Domestic team information
- 1975: Sussex

Career statistics
| Competition | First-class |
| Matches | 1 |
| Runs scored | 6 |
| Batting average | 3.00 |
| 100s/50s | –/– |
| Top score | 6 |
| Balls bowled | 60 |
| Wickets | 1 |
| Bowling average | 42.00 |
| 5 wickets in innings | – |
| 10 wickets in match | – |
| Best bowling | 1/42 |
| Catches/stumpings | –/– |
- Source: Cricinfo, 23 November 2011

= Stuart Still =

English cricketer (born 1957)

Stuart John Still (born 14 December 1957) is a former English cricketer. Still was a right-handed batsman who bowled right-arm medium pace. He was born at Hove, Sussex.

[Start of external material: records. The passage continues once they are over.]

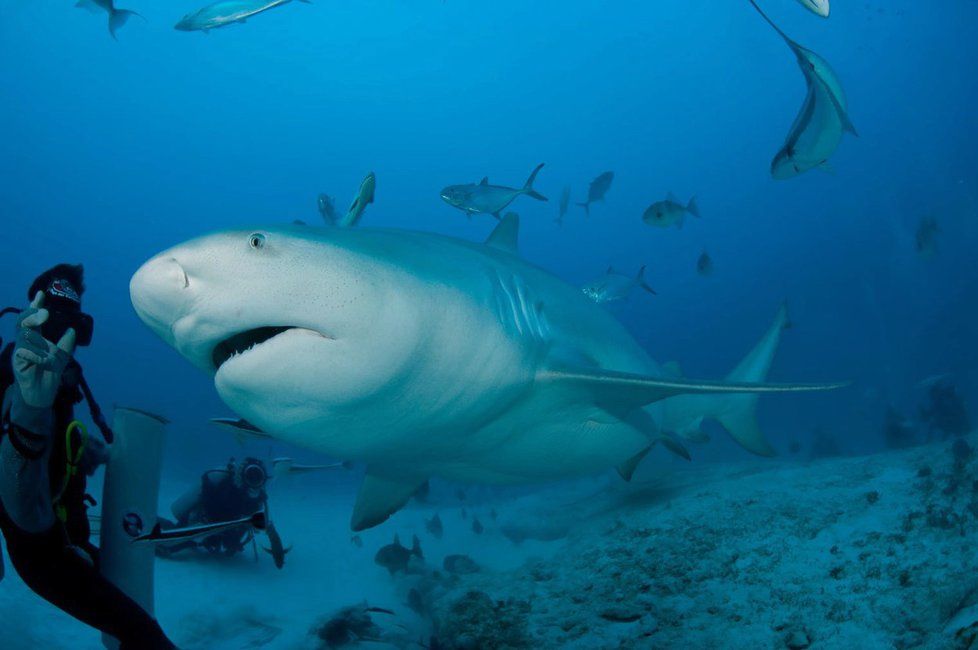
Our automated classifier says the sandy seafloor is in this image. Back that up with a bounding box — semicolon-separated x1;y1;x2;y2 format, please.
4;432;978;649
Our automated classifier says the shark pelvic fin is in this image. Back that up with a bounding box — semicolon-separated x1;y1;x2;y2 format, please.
484;212;520;254
351;471;427;531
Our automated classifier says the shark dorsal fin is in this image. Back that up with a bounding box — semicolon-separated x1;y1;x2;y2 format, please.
484;212;520;254
479;176;489;186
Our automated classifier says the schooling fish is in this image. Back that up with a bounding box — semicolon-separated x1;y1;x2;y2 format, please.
915;217;940;258
557;186;571;225
582;266;656;304
75;0;141;40
796;0;829;18
440;164;547;219
577;171;614;216
425;513;444;540
132;512;266;544
340;172;376;228
175;0;310;32
749;0;856;178
697;250;714;276
472;518;484;535
643;194;700;229
374;534;423;576
261;503;291;569
318;193;337;225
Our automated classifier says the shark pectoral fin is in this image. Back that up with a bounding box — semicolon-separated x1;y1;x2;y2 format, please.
351;471;428;531
616;445;653;481
484;212;520;253
539;366;846;416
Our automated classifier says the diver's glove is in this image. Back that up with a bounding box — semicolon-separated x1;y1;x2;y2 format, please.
12;292;76;409
80;432;110;476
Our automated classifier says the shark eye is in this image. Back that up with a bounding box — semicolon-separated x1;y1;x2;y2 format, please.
249;233;266;250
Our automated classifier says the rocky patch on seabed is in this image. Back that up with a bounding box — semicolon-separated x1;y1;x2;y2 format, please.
428;433;978;649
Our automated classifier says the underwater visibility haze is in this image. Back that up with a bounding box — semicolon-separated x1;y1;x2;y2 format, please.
1;1;978;648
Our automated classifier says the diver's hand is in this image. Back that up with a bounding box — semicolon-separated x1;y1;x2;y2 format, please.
13;292;76;408
80;433;110;476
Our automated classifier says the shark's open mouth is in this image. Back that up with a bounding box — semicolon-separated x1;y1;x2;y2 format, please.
212;327;293;370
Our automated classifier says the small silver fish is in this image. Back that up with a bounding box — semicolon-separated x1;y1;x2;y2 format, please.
796;0;829;18
557;186;571;225
340;172;376;228
441;164;547;219
582;266;656;304
318;193;337;225
643;194;700;229
261;503;291;569
75;0;141;40
175;0;309;32
577;172;614;216
697;250;714;276
915;217;939;258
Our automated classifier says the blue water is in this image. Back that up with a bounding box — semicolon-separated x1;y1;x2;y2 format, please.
1;1;977;648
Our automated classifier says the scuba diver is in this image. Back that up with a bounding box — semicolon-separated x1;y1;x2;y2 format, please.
0;264;176;649
157;456;272;559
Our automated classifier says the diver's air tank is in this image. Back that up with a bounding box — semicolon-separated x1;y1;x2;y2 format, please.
99;407;168;650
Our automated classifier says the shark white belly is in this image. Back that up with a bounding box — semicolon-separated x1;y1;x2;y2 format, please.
130;216;841;529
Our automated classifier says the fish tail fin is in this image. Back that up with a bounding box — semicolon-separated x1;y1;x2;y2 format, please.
636;266;656;295
411;534;423;559
686;196;701;218
522;163;548;201
577;201;590;216
108;8;141;39
711;303;792;456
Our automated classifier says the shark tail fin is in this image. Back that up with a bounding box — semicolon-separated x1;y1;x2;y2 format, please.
411;534;423;559
108;8;141;40
711;303;792;456
686;196;701;218
522;163;548;201
576;201;590;216
636;266;656;295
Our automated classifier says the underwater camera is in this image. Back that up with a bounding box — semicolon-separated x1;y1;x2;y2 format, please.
1;305;94;348
42;309;95;347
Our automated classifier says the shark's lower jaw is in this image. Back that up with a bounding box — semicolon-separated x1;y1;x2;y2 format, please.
211;327;325;371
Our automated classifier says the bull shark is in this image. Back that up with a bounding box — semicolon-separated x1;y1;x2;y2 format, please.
130;213;844;531
750;0;856;178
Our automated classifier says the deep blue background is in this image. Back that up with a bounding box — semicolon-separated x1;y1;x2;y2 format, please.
1;0;976;470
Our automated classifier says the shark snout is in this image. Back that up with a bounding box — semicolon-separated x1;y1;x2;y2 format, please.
130;255;193;340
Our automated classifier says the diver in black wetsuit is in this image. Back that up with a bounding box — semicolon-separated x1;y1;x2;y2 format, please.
0;265;176;649
157;457;269;558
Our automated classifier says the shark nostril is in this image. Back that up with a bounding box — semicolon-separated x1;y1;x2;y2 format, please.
169;257;190;289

Still played three Youth Test matches for England Young Cricketers against the touring West Indies Young Cricketers in 1974. The following season he made his only first-class appearance for Sussex against Nottinghamshire at Trent Bridge. In this match, Still was dismissed for a duck in Sussex's first-innings by Harry Latchman, while in their second-innings he scored 6 runs, before being dismissed by Bob White. With the ball he took a single wicket, that of Michael Smedley for the cost of 42 runs from 10 overs. Nottinghamshire won by an innings and 15 runs. This was his only major appearance for Sussex.